Olhares descomprometidos, mas interessados, sobre o Marco de Canaveses. Pontos de vista muitas vezes discordantes, excepto no que é essencial. E quando o essencial está em causa, é difícil assobiar para o lado.
12
Mai 09
publicado por José Carlos Pereira, às 08:45link do post | comentar

Em ano eleitoral, a comunicação e o marketing políticos vão estar na crista da onda. Hoje em dia, são poucos os candidatos, mesmo a nível autárquico, que dispensam um aconselhamento profissional nestas matérias. Contudo, muitas vezes esses conselhos, porque demasiado teóricos e assépticos, estão desajustados da realidade em que pretendem intervir. Vamos a dois exemplos marcoenses.

João Monteiro Lima referiu-se à revista do município, criticando alguns aspectos da mesma. Pois bem, para além de considerar a mesma um desperdício de dinheiros públicos - faz algum sentido estar agora a noticiar eventos do... Verão do ano passado? - parece-me um total exagero a quantidade de fotos (quantas dezenas?) do presidente Manuel Moreira. As imagens de Moreira repetem-se ao longo das páginas, cansando os leitores e os eleitores. Quem recomendou aquele formato de revista? Se foi algum conselheiro profissional de comunicação não merecia que lhe pagassem...
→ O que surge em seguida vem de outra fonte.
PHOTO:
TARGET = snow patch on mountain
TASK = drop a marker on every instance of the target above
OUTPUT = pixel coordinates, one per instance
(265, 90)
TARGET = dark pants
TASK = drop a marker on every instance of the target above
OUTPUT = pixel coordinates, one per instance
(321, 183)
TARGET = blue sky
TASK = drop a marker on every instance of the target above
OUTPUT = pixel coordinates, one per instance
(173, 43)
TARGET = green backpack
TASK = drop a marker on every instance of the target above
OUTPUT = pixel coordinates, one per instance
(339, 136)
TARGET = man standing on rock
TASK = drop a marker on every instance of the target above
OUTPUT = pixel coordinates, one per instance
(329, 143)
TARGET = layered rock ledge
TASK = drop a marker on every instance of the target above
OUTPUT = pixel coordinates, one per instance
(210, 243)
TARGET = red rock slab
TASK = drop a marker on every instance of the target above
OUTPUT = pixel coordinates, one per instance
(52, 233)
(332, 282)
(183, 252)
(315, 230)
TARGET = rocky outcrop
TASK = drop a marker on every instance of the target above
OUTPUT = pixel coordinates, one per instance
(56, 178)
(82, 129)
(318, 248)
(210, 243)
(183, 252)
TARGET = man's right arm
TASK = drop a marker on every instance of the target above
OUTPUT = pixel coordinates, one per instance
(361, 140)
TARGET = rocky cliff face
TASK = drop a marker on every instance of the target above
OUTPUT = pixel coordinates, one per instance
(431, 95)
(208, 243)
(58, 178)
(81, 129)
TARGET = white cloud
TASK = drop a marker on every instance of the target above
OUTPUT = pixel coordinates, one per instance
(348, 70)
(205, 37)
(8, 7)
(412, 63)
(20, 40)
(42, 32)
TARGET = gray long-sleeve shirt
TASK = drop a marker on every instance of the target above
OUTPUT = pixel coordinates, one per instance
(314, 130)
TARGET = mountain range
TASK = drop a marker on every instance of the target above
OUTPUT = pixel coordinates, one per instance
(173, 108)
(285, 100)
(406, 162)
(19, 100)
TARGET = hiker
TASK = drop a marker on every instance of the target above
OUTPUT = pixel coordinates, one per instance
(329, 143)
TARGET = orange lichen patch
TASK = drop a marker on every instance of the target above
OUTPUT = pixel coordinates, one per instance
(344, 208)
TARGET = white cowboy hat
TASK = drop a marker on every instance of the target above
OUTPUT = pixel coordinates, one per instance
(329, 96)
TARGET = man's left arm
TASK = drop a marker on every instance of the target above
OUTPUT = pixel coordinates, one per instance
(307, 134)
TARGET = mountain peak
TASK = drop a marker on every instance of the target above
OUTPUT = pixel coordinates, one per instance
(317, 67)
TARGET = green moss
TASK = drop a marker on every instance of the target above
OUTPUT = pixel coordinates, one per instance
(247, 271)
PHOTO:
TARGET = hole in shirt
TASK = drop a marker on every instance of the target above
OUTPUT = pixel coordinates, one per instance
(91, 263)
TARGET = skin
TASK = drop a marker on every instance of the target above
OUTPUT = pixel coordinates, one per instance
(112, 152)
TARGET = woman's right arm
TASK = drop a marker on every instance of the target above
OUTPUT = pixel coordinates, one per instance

Artur Melo foi apresentado como candidato do PS à presidência da Câmara Municipal. Nota-se nos relatos e no próprio site da candidatura que não se abusa da colagem ao PS, como se se tentasse esbater esse vínculo partidário. Percebo a tentação, numa tentativa de ir buscar eleitores de várias proveniências e de "amortecer" o descontentamento com a governação do PS. Contudo, numa eleição onde já há dois candidatos independentes, entendo que os partidos de poder - PS e PSD - se devem afirmar nas suas diferenças. A democracia precisa de partidos fortes, também em Marco de Canaveses.

Artur Melo, que me pareceu convicto da bondade da sua estratégia de comunicação, lançou os primeiros out-doors e flyers com a mensagem de que está a ouvir as pessoas. Confesso que não gosto da mensagem principal deste período de pré-campanha: "Estou a ouvir". Entendo a estratégia de querer vincar que o candidato não tem ideias pré-concebidas e quer construir um projecto com o contributo de todos. No entanto, para um candidato que está a preparar-se há pelo menos três anos para esta missão, exige-se neste momento que concretize ideias, projectos, medidas efectivas. Que diga como fazia diferente, com os condicionalismos que manietam a autarquia. Também aqui me parece que os conselheiros de  marketing político terão intelectualizado demasiado a estratégia de comunicação, esquecendo-se de a "agarrar" àquilo que os marcoenses conhecem e esperam de Artur Melo.